Nuevas Ideas suspends two legislative deputies for suspected disloyalty to Bukele
Two legislative deputies from the Nuevas Ideas party of Salvadoran president Nayib Bukele are being suspended from the party and publicly labelled traitors to Bukele's political movement. The abrupt action by the leadership of Nuevas Ideas came with disclosures that not everyone donning the blue and white "N" may be in agreement, dissension which Bukele and his allies are blaming on US interference.
The internal divisions came to light on October 30 when Nuevas Ideas announced that it was suspending two of its deputies in the Legislative Assembly, José García and Gerardo Aguilar, pending an investigation. The announcement was cited with approval by president Nayib Bukele, and other top party officials, as well as the president of the Legislative Assembly, Ernesto Castro.
Nuevas Ideas made public an audio recording where voices are heard discussing concerns with the party's actions in the Assembly. Nuevas Ideas proclaimed that Garcia and Aguilar had betrayed their trust in meeting with Roy Garcia who was allegedly promising to act as go between with the US Embassy to obtain advantages for deputies who would defect from the party. Roy Garcia is a Salvadoran in the diaspora living in the US who was one of the original founders of Nuevas Ideas, but later left the party in 2018.
The audio recording is apparently authentic. El Faro published a story on November 3 revealing that the periodical had also received a copy of the recording weeks earlier and that Roy Garcia had confirmed its contents. Garcia told El Faro that there were, in fact, three Nuevas Ideas deputies who had spoken with him over the course of three different meetings.
The US Embassy denies that it made any inducement to any Salvadoran legislator. The lead officer for political affairs in the Embassy, Elias Baumann, told El Faro that he did have a meeting with deputies from Nuevas Ideas (not the subject of the leaked recording), but the meeting was in his normal role of meeting with a wide range of officials in the Salvadoran government from any political party.
Constitutional experts in El Salvador pointed out that disagreeing with your political party, or even resigning from that party, is not a basis for a deputy to be removed from their position in the Assembly.

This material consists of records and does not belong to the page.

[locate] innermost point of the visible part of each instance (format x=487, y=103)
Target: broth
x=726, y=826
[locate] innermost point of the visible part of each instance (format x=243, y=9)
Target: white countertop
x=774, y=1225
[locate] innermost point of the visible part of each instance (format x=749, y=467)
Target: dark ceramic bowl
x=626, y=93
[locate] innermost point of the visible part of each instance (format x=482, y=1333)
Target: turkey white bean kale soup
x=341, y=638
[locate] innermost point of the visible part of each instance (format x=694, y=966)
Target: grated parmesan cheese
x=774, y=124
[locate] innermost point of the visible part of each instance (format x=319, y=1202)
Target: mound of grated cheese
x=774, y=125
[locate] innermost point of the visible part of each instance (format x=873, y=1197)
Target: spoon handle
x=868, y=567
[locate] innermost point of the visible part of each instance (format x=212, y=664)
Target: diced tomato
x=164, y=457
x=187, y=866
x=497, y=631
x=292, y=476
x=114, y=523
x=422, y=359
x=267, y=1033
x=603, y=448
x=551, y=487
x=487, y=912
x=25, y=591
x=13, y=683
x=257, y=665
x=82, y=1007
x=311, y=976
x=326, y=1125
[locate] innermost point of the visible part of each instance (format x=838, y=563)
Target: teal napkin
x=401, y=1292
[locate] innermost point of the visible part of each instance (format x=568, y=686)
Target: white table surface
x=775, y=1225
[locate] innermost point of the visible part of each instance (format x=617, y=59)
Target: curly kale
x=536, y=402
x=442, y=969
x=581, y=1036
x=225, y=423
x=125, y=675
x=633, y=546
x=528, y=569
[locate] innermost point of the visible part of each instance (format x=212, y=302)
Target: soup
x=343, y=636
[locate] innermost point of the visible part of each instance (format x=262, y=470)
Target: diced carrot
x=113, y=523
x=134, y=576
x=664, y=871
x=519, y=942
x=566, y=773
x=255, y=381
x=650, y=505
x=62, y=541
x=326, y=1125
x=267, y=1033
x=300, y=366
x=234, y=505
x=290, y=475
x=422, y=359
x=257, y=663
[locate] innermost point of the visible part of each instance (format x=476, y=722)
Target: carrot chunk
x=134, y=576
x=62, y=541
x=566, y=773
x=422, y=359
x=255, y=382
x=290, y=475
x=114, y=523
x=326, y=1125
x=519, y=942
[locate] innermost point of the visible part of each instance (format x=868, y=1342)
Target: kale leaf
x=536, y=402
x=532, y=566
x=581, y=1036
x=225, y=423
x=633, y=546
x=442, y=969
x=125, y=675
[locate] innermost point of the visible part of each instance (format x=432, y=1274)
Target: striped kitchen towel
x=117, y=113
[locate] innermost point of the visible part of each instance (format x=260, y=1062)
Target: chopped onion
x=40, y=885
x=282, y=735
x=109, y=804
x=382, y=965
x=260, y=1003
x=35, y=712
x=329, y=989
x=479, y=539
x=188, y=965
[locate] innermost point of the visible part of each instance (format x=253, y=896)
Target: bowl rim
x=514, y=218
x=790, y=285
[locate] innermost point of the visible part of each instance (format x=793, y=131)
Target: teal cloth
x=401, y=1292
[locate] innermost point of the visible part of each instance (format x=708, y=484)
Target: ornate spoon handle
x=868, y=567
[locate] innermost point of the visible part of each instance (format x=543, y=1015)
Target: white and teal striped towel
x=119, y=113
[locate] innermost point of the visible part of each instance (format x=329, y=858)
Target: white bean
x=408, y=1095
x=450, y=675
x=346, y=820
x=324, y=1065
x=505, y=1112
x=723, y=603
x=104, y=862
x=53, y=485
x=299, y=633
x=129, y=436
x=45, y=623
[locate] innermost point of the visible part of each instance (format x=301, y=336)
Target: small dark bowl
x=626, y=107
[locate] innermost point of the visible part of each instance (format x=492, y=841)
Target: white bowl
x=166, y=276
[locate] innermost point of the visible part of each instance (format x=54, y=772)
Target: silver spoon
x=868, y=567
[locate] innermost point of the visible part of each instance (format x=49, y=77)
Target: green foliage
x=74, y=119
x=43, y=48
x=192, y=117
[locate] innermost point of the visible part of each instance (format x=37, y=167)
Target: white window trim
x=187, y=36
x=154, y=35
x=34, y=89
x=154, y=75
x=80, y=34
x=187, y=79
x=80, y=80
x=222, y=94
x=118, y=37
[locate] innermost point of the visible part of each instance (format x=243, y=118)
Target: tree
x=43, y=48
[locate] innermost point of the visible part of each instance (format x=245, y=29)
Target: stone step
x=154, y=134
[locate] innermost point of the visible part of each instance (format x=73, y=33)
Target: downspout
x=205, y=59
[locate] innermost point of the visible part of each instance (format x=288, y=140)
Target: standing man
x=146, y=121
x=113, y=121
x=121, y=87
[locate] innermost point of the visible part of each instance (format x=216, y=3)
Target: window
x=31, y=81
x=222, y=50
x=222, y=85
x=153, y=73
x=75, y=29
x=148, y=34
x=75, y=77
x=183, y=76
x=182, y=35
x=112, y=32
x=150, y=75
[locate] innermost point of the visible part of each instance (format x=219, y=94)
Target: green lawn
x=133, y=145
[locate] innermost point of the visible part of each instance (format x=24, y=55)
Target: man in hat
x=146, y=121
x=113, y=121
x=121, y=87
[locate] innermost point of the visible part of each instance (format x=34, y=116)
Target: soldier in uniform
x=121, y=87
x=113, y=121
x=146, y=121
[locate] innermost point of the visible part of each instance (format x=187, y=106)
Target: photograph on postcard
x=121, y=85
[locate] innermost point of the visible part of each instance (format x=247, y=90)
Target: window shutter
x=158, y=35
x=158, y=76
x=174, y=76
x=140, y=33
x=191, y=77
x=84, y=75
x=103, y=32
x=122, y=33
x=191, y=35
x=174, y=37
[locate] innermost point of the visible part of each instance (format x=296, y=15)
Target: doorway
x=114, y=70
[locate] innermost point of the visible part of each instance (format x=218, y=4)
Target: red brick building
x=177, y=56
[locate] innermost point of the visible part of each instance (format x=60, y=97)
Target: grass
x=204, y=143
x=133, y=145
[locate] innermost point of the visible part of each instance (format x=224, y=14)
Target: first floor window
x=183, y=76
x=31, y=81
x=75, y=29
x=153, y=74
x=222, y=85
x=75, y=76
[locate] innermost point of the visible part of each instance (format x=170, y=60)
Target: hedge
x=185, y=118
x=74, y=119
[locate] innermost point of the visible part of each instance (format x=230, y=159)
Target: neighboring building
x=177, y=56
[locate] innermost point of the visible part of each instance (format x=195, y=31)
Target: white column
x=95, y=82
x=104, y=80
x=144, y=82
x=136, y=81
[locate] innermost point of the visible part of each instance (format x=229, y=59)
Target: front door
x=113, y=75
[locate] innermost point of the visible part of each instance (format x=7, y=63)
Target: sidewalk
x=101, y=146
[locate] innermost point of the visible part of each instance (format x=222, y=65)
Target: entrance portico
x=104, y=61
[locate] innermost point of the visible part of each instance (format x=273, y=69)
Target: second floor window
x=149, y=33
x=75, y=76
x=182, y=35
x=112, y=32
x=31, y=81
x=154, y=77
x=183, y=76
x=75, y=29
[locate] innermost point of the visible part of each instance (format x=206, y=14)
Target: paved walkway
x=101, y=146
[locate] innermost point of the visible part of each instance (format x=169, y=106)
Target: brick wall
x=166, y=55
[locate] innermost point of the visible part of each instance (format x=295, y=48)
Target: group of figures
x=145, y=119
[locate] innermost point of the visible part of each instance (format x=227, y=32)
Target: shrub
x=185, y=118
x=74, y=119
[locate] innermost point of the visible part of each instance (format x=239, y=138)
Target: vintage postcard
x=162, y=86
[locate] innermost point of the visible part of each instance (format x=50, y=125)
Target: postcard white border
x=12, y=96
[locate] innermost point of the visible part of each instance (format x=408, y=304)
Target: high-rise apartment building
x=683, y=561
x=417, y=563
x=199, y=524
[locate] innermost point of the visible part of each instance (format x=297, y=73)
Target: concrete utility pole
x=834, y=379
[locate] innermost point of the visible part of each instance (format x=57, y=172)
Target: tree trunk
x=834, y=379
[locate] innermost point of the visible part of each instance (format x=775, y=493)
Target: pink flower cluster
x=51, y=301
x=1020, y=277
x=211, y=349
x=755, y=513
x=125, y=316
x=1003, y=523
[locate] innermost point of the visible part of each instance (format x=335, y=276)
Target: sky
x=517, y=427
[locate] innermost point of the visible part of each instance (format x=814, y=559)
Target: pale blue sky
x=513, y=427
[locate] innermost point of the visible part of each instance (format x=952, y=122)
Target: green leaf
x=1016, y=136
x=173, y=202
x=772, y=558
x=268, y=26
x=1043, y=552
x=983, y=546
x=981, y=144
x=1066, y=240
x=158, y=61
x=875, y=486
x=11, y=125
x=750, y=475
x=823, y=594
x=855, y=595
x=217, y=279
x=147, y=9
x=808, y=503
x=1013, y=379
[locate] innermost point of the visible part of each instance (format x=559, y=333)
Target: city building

Deputies are elected directly by Salvadoran voters, and parties do not control their time in office.
The episode shows how tightly Nayib Bukele and Nuevas Ideas insist on loyalty to the president and the party, but it is not clear that this episode shows any serious fracturing of the Nuevas Ideas super majority block in the Assembly. Virtually all Nuevas Ideas deputies took to social media in the hours and days following to swear their fealty to Bukele and Nuevas Ideas. Any discomfort they feel with a role of being asked to simply "press the voting button" to rubber stamp the proposals of the Bukele administration before the Assembly, are being kept to themselves for now.